Raw Materials + Wage + Overhead = Cost of product. 

I divided the overhead by how many of these items i can make a month
I said 50 jars. 

715.00 divided by 50 = 14.30

so 
35.00 (raw materials) + wage (16.50) 2 hrs + 14.30 (overhead) =
65.80

65.80 divided by 15 jars (right? from the batch) = $4.38 each jar 

cost me to make right... 

x's 2 = 8.76 for wholesale (round off to 8.75) 
x's 4 = 17.52 retail(round off to 17.50) 

This is for a 4oz container of Shea Butter Foot Balm.. isnt this high.. 
the 8oz container would be higher because instead of 15 jars it makes only 7 jars... so it would be price close to 25.00... thats high.. 

Help please?


----------



## Tabitha (Aug 12, 2007)

I would say the overhead is wrong. You are making other items too right?

If you overhead is 715.00 a month & you are making  50 jars of shea + 50 jars of lotion + 200 cupcakes plus 200 bars of soap, that equals 500 items a month. Divide 715 by 500 for $1.43 per item.

I would not figure in shipping costs or boxes because your customer already pays shippping & your priority boxes are free from the post office. You only pay for packing peanuts & tape & you should have plenty of peanuts from boxes you get from your suppliers.

The other thing is, you can not penalize your customers because you are new or your production is low or you are paying too much for your supplies.

For example, if I am out of jars that normally run me .50cents & have to get local jars in a hurry that cost $1.20ea, I only factor in the .50cents it should have been. I don't make my customers pay more because I ran out or make a bad choice.

When I started out, I knew if I bought soap in bulk I would be paying $1.50 a pound ($2.50 if you figure in shipping). But I needed to buy it at the hobby shop for $6.00 a pound because I couldn't afford a bulk purchse.
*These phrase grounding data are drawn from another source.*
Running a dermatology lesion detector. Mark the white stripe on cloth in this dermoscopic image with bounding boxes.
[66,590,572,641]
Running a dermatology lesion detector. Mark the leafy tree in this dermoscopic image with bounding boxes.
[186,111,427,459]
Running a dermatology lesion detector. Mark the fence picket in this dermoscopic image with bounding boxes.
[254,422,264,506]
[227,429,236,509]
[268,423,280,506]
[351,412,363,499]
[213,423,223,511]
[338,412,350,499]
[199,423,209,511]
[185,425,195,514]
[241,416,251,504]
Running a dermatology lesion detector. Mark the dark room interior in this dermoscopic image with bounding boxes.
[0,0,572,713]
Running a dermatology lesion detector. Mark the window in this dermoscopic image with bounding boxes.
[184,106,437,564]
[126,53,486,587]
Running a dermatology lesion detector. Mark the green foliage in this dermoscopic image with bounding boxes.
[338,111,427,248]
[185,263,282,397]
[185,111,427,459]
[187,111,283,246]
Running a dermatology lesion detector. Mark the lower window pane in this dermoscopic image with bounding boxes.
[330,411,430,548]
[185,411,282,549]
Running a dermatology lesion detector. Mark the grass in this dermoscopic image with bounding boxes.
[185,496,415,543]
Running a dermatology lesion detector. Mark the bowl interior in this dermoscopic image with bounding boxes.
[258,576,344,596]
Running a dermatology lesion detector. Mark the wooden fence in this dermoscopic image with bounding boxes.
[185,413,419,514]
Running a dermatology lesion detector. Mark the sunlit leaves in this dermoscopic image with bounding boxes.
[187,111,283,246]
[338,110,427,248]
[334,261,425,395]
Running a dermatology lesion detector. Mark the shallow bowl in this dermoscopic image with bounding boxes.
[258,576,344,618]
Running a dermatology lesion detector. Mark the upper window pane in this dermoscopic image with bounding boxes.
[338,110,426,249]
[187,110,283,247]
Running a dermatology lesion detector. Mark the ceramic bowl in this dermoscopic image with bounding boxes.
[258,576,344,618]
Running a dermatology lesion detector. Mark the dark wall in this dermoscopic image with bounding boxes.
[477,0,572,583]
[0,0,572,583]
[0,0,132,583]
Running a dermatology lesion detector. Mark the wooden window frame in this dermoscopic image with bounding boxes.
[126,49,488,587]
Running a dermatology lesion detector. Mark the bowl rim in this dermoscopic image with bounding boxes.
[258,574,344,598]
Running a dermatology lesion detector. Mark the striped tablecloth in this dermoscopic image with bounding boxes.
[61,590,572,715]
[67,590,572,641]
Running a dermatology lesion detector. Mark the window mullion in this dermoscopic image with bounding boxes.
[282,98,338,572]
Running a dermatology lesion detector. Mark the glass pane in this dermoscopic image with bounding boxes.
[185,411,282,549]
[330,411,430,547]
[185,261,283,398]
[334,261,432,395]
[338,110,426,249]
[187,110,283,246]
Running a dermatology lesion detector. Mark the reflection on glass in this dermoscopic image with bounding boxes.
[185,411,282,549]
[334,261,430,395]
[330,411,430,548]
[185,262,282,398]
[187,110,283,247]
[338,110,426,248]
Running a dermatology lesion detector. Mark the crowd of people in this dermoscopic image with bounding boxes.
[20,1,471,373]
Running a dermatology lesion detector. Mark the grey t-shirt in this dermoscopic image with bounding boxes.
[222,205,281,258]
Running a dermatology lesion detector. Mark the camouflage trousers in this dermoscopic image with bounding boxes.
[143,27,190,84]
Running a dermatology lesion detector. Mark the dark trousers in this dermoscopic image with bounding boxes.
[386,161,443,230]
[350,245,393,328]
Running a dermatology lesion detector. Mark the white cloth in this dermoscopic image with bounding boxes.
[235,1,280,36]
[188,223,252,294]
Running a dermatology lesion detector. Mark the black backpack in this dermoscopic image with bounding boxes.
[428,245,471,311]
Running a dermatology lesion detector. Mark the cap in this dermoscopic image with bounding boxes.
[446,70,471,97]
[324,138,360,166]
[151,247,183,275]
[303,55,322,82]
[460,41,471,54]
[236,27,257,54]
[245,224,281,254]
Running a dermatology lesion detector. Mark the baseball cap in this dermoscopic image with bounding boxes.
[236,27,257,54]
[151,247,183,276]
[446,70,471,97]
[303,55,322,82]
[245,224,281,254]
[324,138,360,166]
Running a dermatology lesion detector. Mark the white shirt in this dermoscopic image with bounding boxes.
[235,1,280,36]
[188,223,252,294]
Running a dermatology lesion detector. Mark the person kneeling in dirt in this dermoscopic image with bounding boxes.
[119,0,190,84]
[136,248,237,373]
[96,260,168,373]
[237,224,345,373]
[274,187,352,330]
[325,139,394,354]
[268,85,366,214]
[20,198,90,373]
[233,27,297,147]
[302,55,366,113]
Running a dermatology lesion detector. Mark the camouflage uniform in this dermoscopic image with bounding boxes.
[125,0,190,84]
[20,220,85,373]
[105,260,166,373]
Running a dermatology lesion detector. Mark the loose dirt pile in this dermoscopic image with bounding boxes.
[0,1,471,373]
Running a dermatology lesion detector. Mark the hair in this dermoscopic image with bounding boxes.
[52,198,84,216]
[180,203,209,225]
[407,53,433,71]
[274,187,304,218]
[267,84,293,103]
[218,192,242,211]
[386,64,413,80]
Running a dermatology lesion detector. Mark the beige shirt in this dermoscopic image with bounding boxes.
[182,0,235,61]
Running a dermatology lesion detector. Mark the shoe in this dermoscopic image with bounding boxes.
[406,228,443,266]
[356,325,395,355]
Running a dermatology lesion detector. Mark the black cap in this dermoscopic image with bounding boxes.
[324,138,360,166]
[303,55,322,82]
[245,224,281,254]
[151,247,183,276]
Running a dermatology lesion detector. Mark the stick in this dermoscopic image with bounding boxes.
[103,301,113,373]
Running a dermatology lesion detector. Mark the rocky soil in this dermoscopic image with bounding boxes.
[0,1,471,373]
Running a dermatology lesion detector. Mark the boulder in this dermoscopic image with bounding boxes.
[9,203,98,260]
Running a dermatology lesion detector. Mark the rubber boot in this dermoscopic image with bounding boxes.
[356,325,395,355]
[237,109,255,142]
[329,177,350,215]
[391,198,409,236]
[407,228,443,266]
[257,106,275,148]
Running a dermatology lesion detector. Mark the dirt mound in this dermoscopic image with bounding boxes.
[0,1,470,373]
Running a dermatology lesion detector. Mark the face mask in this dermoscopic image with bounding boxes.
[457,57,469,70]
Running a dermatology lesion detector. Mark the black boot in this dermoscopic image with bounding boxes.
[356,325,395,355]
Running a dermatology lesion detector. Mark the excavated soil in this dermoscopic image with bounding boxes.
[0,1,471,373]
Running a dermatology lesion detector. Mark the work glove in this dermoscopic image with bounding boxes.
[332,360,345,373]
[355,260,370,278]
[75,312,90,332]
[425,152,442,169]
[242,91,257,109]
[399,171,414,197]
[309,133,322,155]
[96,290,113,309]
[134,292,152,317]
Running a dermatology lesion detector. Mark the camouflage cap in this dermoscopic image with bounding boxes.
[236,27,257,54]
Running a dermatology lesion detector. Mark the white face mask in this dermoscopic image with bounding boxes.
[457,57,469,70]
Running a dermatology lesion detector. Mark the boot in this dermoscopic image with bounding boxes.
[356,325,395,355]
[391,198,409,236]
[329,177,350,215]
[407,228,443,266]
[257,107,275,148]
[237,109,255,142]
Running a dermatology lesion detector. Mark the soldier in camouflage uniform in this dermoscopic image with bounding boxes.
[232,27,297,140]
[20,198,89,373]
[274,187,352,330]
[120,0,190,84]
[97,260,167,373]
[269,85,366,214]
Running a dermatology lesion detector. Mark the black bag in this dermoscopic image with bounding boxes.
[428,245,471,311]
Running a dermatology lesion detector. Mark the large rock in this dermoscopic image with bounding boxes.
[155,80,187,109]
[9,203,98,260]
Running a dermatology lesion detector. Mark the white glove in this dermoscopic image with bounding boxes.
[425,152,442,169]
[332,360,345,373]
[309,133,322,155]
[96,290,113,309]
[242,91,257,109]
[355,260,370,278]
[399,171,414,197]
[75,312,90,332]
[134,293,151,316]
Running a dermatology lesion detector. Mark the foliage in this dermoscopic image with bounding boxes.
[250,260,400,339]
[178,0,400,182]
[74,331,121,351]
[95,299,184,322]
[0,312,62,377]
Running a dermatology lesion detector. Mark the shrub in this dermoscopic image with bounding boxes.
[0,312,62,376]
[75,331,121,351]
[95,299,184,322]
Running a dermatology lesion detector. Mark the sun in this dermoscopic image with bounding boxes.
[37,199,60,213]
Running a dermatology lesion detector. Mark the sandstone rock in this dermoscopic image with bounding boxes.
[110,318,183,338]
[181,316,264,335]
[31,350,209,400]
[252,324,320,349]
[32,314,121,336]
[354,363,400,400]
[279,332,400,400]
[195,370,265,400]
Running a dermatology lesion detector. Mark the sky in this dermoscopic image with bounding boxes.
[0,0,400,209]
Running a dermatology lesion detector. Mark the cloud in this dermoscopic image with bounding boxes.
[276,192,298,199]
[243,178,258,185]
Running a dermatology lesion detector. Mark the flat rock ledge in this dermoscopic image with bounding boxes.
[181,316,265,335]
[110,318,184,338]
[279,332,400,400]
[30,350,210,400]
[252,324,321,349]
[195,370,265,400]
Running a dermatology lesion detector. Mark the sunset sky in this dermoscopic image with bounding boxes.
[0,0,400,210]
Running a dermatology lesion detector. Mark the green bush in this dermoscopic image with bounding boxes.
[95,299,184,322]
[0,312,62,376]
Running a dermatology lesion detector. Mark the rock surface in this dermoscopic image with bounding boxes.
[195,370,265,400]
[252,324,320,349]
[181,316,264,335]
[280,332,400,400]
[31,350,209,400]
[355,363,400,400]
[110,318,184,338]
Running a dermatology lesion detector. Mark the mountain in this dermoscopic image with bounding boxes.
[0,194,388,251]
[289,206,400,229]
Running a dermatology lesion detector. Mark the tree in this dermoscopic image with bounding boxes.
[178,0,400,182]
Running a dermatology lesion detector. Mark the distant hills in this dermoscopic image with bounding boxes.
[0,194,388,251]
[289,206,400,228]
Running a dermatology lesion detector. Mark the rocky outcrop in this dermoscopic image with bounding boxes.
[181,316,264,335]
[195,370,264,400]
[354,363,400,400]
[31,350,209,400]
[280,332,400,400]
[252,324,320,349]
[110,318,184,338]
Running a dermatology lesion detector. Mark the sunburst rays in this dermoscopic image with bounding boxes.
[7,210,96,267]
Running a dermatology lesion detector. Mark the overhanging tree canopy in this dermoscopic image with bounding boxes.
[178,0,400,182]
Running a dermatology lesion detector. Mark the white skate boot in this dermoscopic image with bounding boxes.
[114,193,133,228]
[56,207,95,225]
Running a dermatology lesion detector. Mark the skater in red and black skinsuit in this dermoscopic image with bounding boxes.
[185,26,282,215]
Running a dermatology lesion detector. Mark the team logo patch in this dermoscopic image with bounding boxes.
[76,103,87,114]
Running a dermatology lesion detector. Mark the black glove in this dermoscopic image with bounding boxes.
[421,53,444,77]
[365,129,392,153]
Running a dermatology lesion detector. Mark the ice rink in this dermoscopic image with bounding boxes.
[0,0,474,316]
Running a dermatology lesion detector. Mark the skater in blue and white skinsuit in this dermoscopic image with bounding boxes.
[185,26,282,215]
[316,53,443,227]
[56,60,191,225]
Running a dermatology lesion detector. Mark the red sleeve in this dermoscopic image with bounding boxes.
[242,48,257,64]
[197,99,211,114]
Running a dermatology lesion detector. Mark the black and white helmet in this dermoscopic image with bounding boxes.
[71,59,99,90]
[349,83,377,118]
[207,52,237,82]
I based my retail price on the $2.50 per pound beacuse hat was reasonable & again it was not my customers fault I couldn't buy in bulk.

Where I am going with this is, it does not seem reasonable for you to be putting out $750.00 overhead for just a few items you make each month. It sounds like you might need to take a buisness loss on a portion of your overhead untill you are producing more monthly.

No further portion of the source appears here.